New Automotive SoCs Provide a Window to ADAS TrendsFebruary 16, 2021 by Jake Hertz
Taking a survey of new automotive-facing chips can tip us off to the design trends ADAS may take in the future.
While the automotive industry has been particularly hard-hit by ongoing chip shortages, chip innovation has not slowed down. Semiconductor companies continue to pour resources into IC design in the automotive space as the demand for fully autonomous and fully electric vehicles continues to grow.
As cars become smarter, they depend more heavily on ICs. Image used courtesy of Siemens
Three companies that have recently made headlines in the world of automotive semiconductors include Microchip, Renesas, and Socionext. In this article, we’ll explore each announcement to get a better understanding of what automotive design trends are coming down the pike.
Microchip Simplifies Ethernet Audio Video Bridging
Ethernet is an old technology that has found a new purpose in today’s increasingly “smart” automobiles. Many of the information, entertainment, and ADAS system components in a car today are connected using the Ethernet protocol.
Ethernet is among the many communication protocols utilized in automotive solutions. Image used courtesy of Renesas
Microchip is looking to simplify the development of these systems with its newest automotive IC: a so-called fully-integrated solution for vehicle Ethernet audio-video bridging (AVB). The new chip, the LAN9360, is a hardware-based audio endpoint, working as a controller that interconnects audio between the devices in a car’s “infotainment” system.

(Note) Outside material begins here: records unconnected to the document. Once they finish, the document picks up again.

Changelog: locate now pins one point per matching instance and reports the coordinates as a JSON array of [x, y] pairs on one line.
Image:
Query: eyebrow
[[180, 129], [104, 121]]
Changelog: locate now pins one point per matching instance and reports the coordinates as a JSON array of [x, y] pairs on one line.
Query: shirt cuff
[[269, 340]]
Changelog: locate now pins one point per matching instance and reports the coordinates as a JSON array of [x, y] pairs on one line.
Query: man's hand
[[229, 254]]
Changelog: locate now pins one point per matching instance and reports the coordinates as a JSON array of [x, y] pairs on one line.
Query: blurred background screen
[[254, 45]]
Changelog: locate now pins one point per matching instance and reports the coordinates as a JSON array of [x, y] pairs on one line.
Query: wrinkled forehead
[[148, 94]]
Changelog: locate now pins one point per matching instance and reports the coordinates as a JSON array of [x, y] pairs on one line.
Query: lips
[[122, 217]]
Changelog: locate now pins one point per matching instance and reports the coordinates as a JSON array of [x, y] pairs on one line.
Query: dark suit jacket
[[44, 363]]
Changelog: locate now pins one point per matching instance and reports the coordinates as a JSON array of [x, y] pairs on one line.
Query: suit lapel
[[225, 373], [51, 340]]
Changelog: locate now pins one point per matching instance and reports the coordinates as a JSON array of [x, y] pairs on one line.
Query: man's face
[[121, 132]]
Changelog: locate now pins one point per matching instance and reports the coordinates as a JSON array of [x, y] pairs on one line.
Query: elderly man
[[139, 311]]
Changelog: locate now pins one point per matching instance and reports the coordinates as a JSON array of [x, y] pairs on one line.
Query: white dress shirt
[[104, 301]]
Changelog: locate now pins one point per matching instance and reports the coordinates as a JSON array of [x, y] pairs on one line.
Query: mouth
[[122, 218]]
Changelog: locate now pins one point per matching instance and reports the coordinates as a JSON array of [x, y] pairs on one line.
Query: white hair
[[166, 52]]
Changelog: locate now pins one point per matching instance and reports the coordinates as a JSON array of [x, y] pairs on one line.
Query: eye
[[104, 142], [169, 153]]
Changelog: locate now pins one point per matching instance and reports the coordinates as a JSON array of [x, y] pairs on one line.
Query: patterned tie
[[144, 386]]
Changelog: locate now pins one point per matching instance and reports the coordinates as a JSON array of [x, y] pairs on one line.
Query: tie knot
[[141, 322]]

Capable of fully supporting Ethernet AVB, the chip is unique in that it doesn’t require any software from third-party stacks, meaning developers can assume more control over their products and develop them quicker.
In regard to time to market, Microchip's VP of automotive Matthias Kaestner explains, “In today’s rapid-pace design environment, this out-of-the-box device gives engineers a quick start to development and allows them to avoid months of engineering work and technical risks involved in coding or engaging third-party integrators.”
Renesas’ Updated R-Car V3H SoC
Renesas made headlines this week when it announced updates to its R-Car V3H SoC for improved on-vehicle machine learning applications. Renesas says the SoC builds on the previous IP, enhancing CNN processing performance by four times compared to the previous generation.
Leveraging a proprietary CNN-specific accelerator, the SoC can provide up to 7.2 TOPS. The company claims the SoC also integrates video processing and image recognition IP while meeting many levels of ASIL compliance.
Block diagram of the R-Car-V3H. Image used courtesy of Renesas
According to the press release, the SoC is optimized for intelligent driver systems such as driver monitoring, park assist, and occupant sensing. These features are especially valuable as the ADAS market estimated to reach $62.7 billion by 2024. ADAS technology gives rise to more smart-camera applications, which leverage advances in camera hardware, machine learning, and computer vision.
Socionext Scales to 5nm
Finally, Socionext, a custom SoC company, has announced that it will be using TSMC’s 5nm process technology for its next generation of automotive SoCs. “Innovative semiconductor technology is essential for accelerating the development of next-generation smart automobiles,” notes TSMC's Dr. Cliff Hou.
It's for this reason that Socionext has tapped TSMC's new N5P family as the basis of its ADAS chips. This specific branch of TSMC's 5nm technology is said to feature reduced defect density and offers a 20% boost in performance, consumes 40% less power, and adds 80% logic density over the previous N7 technologies.
Use cases for Socionext's automotive SoCs. Screenshot used courtesy of Socionext
Socionext isn't the only company with its sights on the 5nm process node, either. Last summer, NXP also announced that it would be using TSMC's 5nm technology for its automotive computing platforms.
The Stretch for Level 5 Autonomy
From recent news, we can see that simplifying design, decreasing time to market, and improving processing capabilities, specifically for machine learning, are a few of the key priorities for automotive chipmakers as the quest for level 5 autonomy continues.